A sector that has been going through many recent changes is the energy sector. Even before the never-before-seen negative oil prices caused by coronavirus, the state of the energy sector was being questioned. Every time circumstance or supply has driven down oil prices in the past, it has undermined the shift towards greater renewable energy use. Many are speculating that this time it is different.

Wind Turbines by Tanya Nyakudya.

The Usual Pattern vs the Current Situation

Usually when oil prices drop it pushes oil companies to use natural gas which undercuts the affordability of electricity from wind and solar power. If oil companies are not doing well, it cuts the spending they have available to invest in renewable energy. And when oil prices drop, it stalls the advancement of renewable energy because low oil prices undermine the usual reality that electric cars are cheaper to run than internal combustion engines.

This time is different.

The price of solar and wind power has become more competitive and more scalable over time, with the cost of solar energy now being a tenth of what it was ten years ago, it is now below the price of coal and nuclear energy in the US (insert 3, 9). Due to coronavirus’ affect on the price of oil, it is no longer true that oil provides greater returns than renewables and that means that crude oil no longer controls the energy market and therefore the price of electricity. The limit of solar and wind energy has always been their intermittence; it is not sunny at night-time and it is not always windy. However, the advances made in the storage of energy due to the lithium-ion battery are making these renewables more reliable because a store of energy can be relied upon through the fluctuations of supply. These advancements in technology that have reduced the cost of lithium-ion batteries, will increase the demand in renewable energy as this system-level flexibility makes it more feasible to go completely green. In fact, this storage could make renewable energy more reliable than oil, as shown by oil’s volatility in the last six years.

The drop in oil prices this year represents the largest ever decline and projections say that it could take up to two years for the price to return to the pre-coronavirus levels. Limited travel allowances will slow the recovery of jet fuel and a possible recession, guaranteed redundancies and reduced manufacturing as industries wait for supply chains to recover will all delay the bounce-back of oil. The second wave of coronavirus will further prolong the standstill.

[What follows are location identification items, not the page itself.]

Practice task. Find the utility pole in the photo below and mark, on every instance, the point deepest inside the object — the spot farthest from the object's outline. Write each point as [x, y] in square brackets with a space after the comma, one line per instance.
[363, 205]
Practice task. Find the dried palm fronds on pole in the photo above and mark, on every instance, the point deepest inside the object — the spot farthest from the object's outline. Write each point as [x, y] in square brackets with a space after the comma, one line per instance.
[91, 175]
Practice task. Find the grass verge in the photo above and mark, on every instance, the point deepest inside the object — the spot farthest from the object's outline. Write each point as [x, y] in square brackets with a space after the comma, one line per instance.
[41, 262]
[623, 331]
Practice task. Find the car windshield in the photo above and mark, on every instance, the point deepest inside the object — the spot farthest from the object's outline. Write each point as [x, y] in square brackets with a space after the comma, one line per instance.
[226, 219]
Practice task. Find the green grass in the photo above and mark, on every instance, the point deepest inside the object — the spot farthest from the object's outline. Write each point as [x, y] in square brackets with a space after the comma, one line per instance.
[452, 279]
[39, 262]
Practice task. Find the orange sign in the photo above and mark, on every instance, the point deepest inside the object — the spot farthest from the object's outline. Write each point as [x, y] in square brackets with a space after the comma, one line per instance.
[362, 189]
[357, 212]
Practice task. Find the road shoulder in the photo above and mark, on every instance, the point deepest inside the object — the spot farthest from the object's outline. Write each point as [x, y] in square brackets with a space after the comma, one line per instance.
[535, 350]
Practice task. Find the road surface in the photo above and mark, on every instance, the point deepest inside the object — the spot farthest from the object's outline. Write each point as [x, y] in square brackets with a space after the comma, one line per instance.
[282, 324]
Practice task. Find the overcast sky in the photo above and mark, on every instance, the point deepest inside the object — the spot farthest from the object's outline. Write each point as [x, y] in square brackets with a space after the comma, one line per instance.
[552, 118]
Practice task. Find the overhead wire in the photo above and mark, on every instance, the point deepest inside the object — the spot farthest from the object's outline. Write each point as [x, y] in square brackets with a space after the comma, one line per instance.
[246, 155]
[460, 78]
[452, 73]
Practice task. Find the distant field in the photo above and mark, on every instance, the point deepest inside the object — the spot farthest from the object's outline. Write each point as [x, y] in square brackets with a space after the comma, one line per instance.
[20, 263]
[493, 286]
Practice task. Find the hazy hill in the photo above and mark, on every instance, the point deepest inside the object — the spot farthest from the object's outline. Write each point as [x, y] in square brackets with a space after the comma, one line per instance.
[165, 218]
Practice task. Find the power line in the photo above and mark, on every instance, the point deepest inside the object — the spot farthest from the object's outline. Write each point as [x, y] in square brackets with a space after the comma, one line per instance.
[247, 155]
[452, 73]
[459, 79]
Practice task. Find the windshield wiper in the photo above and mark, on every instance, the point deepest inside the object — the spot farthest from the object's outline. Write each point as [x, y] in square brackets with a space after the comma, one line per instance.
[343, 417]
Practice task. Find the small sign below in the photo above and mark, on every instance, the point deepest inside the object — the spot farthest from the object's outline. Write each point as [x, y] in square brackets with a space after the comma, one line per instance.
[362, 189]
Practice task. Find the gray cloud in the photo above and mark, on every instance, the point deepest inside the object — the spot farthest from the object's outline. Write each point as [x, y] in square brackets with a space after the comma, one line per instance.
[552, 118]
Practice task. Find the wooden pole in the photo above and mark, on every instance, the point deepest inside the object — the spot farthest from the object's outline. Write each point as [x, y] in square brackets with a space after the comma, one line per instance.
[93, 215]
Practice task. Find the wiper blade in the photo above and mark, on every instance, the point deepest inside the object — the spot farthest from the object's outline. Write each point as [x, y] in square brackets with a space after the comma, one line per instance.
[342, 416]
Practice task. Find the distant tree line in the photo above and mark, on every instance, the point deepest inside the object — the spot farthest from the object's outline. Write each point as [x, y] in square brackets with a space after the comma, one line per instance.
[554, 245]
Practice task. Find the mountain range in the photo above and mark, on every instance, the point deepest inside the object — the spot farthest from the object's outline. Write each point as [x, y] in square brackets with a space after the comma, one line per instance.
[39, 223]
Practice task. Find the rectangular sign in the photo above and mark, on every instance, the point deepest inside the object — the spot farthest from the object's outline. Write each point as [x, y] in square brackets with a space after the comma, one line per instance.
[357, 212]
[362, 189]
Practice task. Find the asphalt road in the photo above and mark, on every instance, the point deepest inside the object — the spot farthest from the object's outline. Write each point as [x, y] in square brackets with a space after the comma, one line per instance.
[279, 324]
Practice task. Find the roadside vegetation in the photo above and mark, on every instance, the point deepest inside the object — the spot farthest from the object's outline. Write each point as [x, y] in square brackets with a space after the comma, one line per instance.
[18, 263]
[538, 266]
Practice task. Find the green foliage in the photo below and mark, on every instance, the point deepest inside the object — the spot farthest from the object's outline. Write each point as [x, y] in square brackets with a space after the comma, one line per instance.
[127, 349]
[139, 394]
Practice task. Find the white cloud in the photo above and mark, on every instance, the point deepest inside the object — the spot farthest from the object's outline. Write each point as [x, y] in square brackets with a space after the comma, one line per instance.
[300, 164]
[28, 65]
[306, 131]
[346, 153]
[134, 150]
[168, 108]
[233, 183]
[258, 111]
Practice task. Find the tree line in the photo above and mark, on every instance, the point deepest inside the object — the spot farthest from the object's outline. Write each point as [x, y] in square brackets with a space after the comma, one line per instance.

The bottom line is that demand for energy is increasing and fossil fuels are running out. The technological and economic barriers that have allowed this fact to be ignored in the real world are being broken down. The pandemic has applied greater pressure for governments to diversify energy investments and greater investment in renewables will lead to greater protection for those investments to provide great returns.

A Move from Centralised Power Stations?

The National Grid and other centralised electricity delivery systems have been relied upon since the 1990s, however increasingly microgrids and smaller power producers are cropping up, especially in Africa and India where there is an ever-increasing demand for energy. In these areas of the world, there could be whole villages running off the roof solar panels of one building connected to an energy storage unit. The construction of energy storage units will now increase and could be seen as putting electricity directly into the hands of the people, the consumer.

Will Transportation Be Powered by Electricity?

Electricity is powered by natural gas, a bit of coal and a few renewables but the transport system is exclusively run on crude oil: petrol, diesel and jet fuel, a proportion of which is imported. Global pandemics being on the public psyche could lead to a shift towards domestic production of all energy, not just electricity, reducing the import of oil and transport being tied to geopolitics. If transport is no longer tied to geopolitics or global oil supply, it would benefit the consumer as the price of fuel will be more constant if produced domestically. Just like electricity prices, fuel prices will not fluctuate depending on what is going on in the world. So, what resource could power cars in the event of reduced oil imports? Electricity.

Will We Ever Get Rid of Natural Gas?

Coal is being phased out- in the UK, coal power stations are shutting down due to a 2025 ban and now, according to the Guardian, coal produces less than 1% of the UK’s electricity. However, a future without natural gas, the fossil fuel that is the most widely used is not yet on the cards. It is a great resource to produce electricity from and with demand for electricity increasing as we move towards an even more digital world, it may make sense to keep natural gas on the cards. Even in green legislation like the Clean Air Act, coal has been targeted, making it more expensive, but a shift towards natural gas has been encouraged. This could possibly be a compromise between the government and the energy sector, but one could that the continued encouragement to use natural gas could have lasting effects as it will not completely decarbonise the energy supply. Also, its worth stating that any steps legislation has made to slow climate change is positive.

The International Renewable Energy Agency (IRENA) has estimated that renewables must become 86% of the energy supply to meet the aims of the Paris Agreement by 2050 and we have reached a point now where that political statement is becoming economically feasible and physically possible due to the developments of new technology.